When Rashid was a teenager, he had been afflicted with cerebral malaria - the type that drove people insane. Thanks to the rains that year, milk was cheap. Rashid got just about everything he asked for and recovered in just months. During the year that followed Rashid became an active participant in the local politics, rallying young men around certain causes that he argued would be beneficial in a few decades. Many of the youth were opposed to his plans. Undaunted, Rashid broadened his ambitions and grew more active. And then one day, without explanation, he mentioned nothing of his plans and grew quiet and withdrawn.
“Go on writing my dear one,” Ibren said to Yusuf.
“There’s something I have concealed from you. I have thought about it and now I must tell you. Bear the news with strength and do not fall down to its effect. An ugly thing befell us. On the day that I lost my firearm under the army’s torture, your step-mother suffered badly too. I did not want to tell you this because you were not aware that I had married a second wife. The wedding was only possible because of the money you sent last year. The goat I thanked you for was slaughtered for the wedding. My second wife is a young woman; I married her because I needed someone to take care of me when I can no longer walk. I hope you will understand this beloved one.
“Anyway, your stepmother was badly hurt by the savages, the military. I had produced the gun; I don’t know why she had to go through that. Four of them ravaged her,” The old man hastily drew off his head turban and covered his face in it. “Allah! Allah!” He wept.
“She was carried on a camel to the local hospital here in El-Adawa where they treated her wounds. She cannot sleep and has had nightmares since. It kept us all awake. She is pregnant now; I don’t even know whose child it is. I have no way of knowing until maybe we see the child. If it’s theirs, we would certainly know. Besides all that, how can I make her forget what she had experienced? I had to send her to her parents where she has been staying for some time now. There was nothing I could do to heal her; what could I do? Allah will help for sure. May he help all of us. May the winged horse I saw in the dream turn out to be an aeroplane of your own.
“Lastly, you mentioned that you were coming this week; that was what you said in your last message. What happened? We thought you would be here already.
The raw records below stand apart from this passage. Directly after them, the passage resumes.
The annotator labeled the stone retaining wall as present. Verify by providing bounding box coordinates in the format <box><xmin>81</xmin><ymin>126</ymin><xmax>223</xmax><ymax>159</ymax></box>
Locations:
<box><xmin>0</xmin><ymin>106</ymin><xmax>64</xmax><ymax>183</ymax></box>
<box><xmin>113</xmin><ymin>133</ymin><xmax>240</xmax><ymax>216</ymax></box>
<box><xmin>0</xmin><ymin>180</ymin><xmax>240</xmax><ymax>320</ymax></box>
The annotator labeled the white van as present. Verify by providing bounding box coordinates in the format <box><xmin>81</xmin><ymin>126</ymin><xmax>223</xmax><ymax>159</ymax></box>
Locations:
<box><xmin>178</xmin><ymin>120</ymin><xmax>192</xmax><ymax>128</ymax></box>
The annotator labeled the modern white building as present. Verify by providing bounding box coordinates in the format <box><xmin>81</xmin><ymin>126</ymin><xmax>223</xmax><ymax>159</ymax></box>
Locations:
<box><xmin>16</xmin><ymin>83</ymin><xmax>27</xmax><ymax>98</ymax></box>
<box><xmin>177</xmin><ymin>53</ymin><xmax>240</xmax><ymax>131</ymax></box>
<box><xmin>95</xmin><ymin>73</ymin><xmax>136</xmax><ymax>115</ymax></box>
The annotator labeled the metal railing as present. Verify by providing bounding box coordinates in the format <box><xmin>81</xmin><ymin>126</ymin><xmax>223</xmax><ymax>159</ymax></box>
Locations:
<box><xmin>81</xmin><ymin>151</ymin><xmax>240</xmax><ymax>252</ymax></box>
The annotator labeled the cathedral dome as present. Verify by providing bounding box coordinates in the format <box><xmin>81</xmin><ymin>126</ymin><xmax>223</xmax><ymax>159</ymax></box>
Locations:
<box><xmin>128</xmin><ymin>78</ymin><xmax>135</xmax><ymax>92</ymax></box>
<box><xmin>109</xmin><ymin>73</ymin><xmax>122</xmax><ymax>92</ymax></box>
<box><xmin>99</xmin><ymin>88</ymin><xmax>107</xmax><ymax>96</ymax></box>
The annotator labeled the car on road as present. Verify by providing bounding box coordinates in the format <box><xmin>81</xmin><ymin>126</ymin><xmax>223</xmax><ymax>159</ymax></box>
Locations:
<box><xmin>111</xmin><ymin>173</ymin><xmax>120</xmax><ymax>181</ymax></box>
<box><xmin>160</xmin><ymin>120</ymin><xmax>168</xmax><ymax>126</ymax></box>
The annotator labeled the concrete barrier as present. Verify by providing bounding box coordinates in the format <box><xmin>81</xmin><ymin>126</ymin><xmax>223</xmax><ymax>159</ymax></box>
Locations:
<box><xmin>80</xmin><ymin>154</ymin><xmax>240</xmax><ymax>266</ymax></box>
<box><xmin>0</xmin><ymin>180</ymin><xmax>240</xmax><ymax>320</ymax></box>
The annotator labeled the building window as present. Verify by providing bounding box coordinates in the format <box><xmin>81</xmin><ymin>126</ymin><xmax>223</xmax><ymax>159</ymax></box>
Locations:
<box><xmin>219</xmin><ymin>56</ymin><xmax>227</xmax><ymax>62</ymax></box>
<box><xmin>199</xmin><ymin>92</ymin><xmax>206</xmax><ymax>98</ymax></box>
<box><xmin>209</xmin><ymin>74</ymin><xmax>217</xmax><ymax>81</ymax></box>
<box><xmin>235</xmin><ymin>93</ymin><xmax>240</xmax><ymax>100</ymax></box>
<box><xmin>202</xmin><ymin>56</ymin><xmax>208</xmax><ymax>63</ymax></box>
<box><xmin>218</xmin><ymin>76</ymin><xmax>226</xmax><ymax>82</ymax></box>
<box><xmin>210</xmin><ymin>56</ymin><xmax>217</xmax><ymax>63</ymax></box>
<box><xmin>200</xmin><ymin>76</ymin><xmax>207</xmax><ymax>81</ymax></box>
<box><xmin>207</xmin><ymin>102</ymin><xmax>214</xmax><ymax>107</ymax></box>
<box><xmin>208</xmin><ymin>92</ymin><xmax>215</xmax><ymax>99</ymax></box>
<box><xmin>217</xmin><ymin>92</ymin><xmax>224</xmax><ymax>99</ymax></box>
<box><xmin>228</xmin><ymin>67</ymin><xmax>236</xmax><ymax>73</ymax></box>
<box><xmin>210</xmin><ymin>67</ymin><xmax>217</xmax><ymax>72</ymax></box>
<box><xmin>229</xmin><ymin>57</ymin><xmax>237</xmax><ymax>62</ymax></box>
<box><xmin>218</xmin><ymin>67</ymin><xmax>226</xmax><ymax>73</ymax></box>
So much love to you my son. Please do come and see us as soon as possible.
The old man produced a small, creased envelope from his pocket. Yusuf handed him the letter. Ibren folded it, put it in the envelope, sealed it and gave it back to Yusuf.
“Address it to Rashid Ibren Issak,” he said. Yusuf did as he was told.
“Be blessed,” said the old man and walked away holding the envelope.
He crossed the road to where the relief car was loading up medicine for the injured people. He went to the driver’s window.
“Eldana?” He asked. The driver nodded and Ibren handed over the letter and a twenty shillings coin.
"Please give it to my son. He works for the relief agency too."
The driver looked at the envelope and squinted, then he looked back at the old man with enquiry.
“What’s the matter?” The old man said.
“This name looks too familiar,” said the driver. “You see, as you know I was driving the bus that was fired at yesterday. Nobody in Eldana knew the young man who was killed, but his identification document says he is from here. I brought it with me and gave it to the local police. I am not sure if his last name was Issak but I am pretty sure about the Rashid Ibren part.”
“If it’s my Rashid,” thought Ibren as he walked home that night, “I should have known it from the dream I dreamt.”